Dort, wo ich herkomme, sagt man mir, ich spräche nicht mehr so wie früher.
Dort, wo ich jetzt wohne, falle ich durch meine Sprache auf.

Seit ich von der Schleswig-Holsteinischen Ostseeküste ins südlichste Bayern gezogen bin, ist Kommunikation Abenteuer und zentrales Element meines Lebens.
Anderen zuhören, Geschichten erzählen, Verständnis schaffen, das ist mein Ding.

Meine eigene Biografie hat dazu beigetragen. Mit achtzehn Jahren machte ich mich auf, um den Bergen nahe zu sein und in Salzburg Soziologie und Politikwissenschaft zu studieren.
Bad Reichenhall ist mein Zuhause geworden. In einem Haus mit Garten, Mann und zwei Katzen, die auf meinem Schreibtisch und manchmal auch auf meiner Nase herum tanzen.
Kiel ist meine Heimat geblieben. Mit Möwengeschrei und dem Duft nach Meer. Moin moin.

Ich habe viele Ecken und Winkel der Welt gesehen: war in Neuseeland, Norwegen, Schweden, Amerika, Marokko und Kuba. In der russischen Barentsregion habe ich zwei Monate am Aufbau einer Tourismusregion mitgeholfen.

Aber immer wieder zieht es mich zurück in die bayerischen Alpen. Es geht nicht ohne!

 

Was wäre wenn?

Was ich machen würde, wenn ich nicht schreiben würde? Filme drehen, das wäre mein Traum.

Was ich mache, wenn ich nicht schreibe?  Mountainbiken, Skitouren gehen, säen und ernten, natürlich lesen.

Wie mein Leben aussehen würde, wenn ich in Kiel geblieben wäre? Ich würde mich nach den Bergen sehnen.

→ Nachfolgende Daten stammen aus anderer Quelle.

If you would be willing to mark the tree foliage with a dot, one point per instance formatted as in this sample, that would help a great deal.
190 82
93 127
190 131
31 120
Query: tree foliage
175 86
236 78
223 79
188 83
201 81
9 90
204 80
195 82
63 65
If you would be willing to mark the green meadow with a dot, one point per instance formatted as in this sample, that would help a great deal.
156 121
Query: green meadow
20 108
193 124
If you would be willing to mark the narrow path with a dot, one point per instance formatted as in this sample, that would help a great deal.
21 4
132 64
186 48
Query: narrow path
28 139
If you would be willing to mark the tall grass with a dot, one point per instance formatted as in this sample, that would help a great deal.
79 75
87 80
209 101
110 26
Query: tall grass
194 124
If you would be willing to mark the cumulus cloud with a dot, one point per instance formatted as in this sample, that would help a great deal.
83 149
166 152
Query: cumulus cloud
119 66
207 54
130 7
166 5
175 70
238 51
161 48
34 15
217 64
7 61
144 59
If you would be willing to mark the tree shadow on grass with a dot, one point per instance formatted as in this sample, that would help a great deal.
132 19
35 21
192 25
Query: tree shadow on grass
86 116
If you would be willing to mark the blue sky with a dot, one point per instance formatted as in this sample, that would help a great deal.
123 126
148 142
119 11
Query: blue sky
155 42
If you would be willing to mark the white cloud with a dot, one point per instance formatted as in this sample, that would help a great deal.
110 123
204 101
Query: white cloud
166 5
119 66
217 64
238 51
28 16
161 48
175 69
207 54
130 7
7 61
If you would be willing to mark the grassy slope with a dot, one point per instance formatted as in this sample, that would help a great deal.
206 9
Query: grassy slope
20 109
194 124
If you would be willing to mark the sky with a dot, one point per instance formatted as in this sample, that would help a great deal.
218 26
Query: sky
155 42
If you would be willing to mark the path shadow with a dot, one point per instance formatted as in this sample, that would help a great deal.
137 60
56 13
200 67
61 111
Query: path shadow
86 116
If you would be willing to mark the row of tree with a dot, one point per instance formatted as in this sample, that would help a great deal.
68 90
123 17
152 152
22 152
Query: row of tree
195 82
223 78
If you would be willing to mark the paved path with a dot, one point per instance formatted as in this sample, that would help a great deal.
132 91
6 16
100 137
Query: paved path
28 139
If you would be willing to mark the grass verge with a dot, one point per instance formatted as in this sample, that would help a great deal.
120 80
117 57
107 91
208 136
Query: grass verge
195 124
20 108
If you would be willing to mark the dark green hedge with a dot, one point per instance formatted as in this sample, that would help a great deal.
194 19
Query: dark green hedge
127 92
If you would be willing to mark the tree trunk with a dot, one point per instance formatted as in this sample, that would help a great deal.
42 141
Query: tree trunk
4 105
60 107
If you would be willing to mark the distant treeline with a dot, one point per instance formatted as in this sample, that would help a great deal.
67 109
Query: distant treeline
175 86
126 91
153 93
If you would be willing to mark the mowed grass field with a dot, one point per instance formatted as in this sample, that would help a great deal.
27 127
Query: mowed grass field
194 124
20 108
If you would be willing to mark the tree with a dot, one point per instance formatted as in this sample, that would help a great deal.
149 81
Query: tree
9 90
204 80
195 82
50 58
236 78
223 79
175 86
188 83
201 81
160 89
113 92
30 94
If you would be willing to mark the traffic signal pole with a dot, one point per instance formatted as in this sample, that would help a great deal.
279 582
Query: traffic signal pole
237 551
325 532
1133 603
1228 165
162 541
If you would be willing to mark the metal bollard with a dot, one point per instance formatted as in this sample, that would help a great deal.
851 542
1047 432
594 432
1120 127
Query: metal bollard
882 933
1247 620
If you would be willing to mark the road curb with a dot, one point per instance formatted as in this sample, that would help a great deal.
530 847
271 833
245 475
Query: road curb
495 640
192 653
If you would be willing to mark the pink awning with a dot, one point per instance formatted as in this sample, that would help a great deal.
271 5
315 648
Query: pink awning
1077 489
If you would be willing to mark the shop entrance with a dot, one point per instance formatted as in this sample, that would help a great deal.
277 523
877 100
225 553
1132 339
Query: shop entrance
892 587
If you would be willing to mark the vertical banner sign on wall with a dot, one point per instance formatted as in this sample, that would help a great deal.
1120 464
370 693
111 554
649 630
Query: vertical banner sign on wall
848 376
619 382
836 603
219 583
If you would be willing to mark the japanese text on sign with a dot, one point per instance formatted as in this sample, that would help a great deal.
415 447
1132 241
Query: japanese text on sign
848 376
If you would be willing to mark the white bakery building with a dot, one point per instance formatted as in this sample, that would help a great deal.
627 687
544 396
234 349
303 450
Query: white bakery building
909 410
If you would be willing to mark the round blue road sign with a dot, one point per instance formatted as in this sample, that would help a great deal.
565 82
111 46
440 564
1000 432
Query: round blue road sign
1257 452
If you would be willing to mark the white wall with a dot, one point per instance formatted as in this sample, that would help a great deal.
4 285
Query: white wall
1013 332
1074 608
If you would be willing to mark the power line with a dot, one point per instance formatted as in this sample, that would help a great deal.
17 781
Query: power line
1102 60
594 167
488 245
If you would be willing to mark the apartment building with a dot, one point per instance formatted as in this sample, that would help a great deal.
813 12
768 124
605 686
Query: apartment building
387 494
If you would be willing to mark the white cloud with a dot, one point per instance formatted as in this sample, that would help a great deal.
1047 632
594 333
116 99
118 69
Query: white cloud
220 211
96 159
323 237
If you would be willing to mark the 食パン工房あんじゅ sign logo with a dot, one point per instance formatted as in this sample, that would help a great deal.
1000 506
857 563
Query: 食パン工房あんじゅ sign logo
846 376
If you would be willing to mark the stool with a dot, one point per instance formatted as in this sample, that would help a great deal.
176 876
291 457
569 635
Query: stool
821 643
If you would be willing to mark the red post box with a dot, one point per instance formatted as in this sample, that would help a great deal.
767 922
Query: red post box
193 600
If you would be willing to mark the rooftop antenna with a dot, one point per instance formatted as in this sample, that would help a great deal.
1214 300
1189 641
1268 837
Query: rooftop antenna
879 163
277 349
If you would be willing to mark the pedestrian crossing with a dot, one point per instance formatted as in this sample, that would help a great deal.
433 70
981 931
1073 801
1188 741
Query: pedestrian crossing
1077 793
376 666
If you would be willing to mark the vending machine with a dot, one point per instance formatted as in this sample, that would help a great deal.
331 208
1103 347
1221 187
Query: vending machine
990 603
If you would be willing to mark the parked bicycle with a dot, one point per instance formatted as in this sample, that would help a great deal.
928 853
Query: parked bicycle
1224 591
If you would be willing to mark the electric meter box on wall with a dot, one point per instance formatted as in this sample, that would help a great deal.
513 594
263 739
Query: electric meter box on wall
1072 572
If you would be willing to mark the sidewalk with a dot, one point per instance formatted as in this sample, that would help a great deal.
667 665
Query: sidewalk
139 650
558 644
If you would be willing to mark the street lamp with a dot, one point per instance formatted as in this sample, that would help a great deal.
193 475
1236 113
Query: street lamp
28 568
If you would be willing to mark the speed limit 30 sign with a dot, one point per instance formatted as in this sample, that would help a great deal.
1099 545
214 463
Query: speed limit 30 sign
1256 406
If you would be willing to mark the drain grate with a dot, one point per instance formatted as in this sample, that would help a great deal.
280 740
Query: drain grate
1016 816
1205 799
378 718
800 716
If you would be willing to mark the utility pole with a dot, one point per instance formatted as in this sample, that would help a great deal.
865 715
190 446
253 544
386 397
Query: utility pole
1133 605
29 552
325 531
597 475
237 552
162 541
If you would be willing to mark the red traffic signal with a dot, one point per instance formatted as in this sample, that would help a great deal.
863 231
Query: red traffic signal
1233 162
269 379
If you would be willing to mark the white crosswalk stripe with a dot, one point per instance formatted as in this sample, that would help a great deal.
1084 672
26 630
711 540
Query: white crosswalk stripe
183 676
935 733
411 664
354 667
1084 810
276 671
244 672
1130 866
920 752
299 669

Wen ich gerne treffen würde, wenn er nicht schon verstorben wäre? Mein Urgroßvater Carl Deubach. Das muss ein richtiges Schlitzohr gewesen sein.

Was ich meine Katzen fragen würde, wenn sie sprechen könnten? Wo sie diesen süßen kleinen Kater aufgerissen haben.

Was ich schreiben würde, wenn ich auf eine einsame Insel verbannt wäre? Briefe.